The pivotal figure in John Elder's latest book--itself a combination of environmental history, travel writing, literary criticism, and memoir--is the nineteenth-century diplomat and writer George Perkins Marsh, generally regarded now as America's first environmentalist. Like Elder, Marsh was a Vermonter, and his diplomatic career took him for some years to Italy, where, witnessing the ecological devastation wrought upon the landscape by runaway deforestation and the plundering of other natural resources, he was moved to produce his famous manifesto, Man and Nature. Marsh drew parallels between the despoiled Italian environment and his home landscape of Vermont, warning that it was vulnerable to ecological woes of a similar magnitude if not carefully maintained and protected. In short, his was a prescient voice for stewardship.
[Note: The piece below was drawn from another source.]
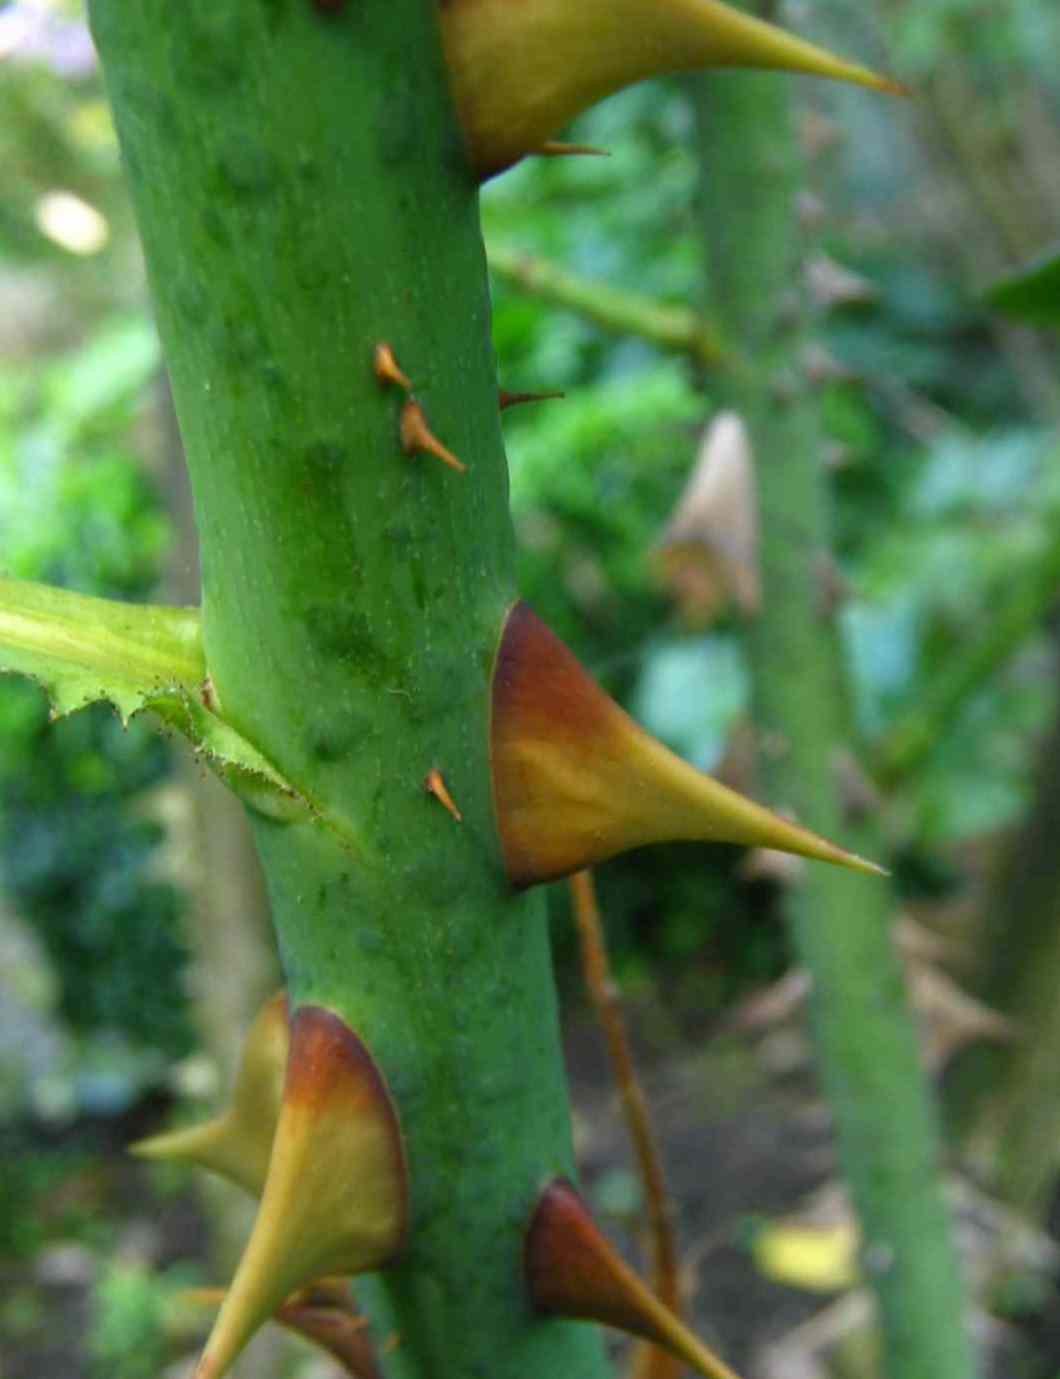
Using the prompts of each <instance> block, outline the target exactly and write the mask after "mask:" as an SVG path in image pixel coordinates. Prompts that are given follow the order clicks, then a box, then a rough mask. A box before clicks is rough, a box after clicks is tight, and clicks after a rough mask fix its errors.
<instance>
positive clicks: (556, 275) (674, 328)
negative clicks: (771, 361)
mask: <svg viewBox="0 0 1060 1379" xmlns="http://www.w3.org/2000/svg"><path fill="white" fill-rule="evenodd" d="M489 268H491V270H492V272H493V273H495V274H496V276H498V277H499V279H500V280H502V281H504V283H509V284H511V285H513V287H517V288H520V290H521V291H524V292H529V294H531V295H532V296H536V298H539V299H540V301H542V302H550V303H551V305H553V306H561V308H564V309H565V310H568V312H576V313H578V314H579V316H583V317H584V319H586V320H589V321H593V323H594V324H595V325H600V327H601V328H602V330H605V331H613V332H616V334H618V335H637V336H638V338H640V339H645V341H649V342H651V343H653V345H658V346H659V348H660V349H671V350H677V352H680V353H682V354H688V356H691V357H692V359H693V360H696V361H697V363H699V364H700V365H703V367H704V368H717V367H718V365H721V364H725V361H726V354H728V349H726V346H725V345H724V342H722V339H721V338H720V335H718V332H717V331H715V330H714V328H713V327H711V324H710V323H709V321H706V320H703V317H702V316H700V314H699V313H697V312H695V310H692V309H691V308H686V306H671V305H669V303H667V302H658V301H655V298H651V296H645V295H642V294H638V292H624V291H622V290H620V288H616V287H609V285H608V284H607V283H597V281H593V280H591V279H586V277H580V276H579V274H578V273H571V272H569V270H568V269H565V268H562V266H561V265H558V263H553V262H550V261H549V259H543V258H539V256H538V255H535V254H524V252H521V251H520V250H509V248H503V247H500V245H498V244H491V245H489Z"/></svg>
On a Fulbright year, Elder chooses to follow in Marsh's footsteps along a trajectory running from Vermont to Italy, and at length fetches up at the managed forest of Vallombrosa--which, as it happens, boasts a stand of sugar maples planted by Marsh. Punctuated throughout with learned and genial considerations of the poetry of Wordsworth, Basho, Dante, and Frost, Elder's narrative takes up issues of sustainability as practiced locally, reports on family doings (including his wife's reconnecting with Italian relatives), and returns finally--as did Marsh's--to Vermont, where he measures traditional stewardship values against more aggressive conservation-oriented measures such as the expansion of wilderness areas. Elder also extends the idea of sustainability from maintaining a healthy human-environmental balance to maintaining a strong web of social relationships within both the family and the larger community.
John Elder , Professor of English at Middlebury College, is the author of Reading the Mountains of Home and The Frog Run.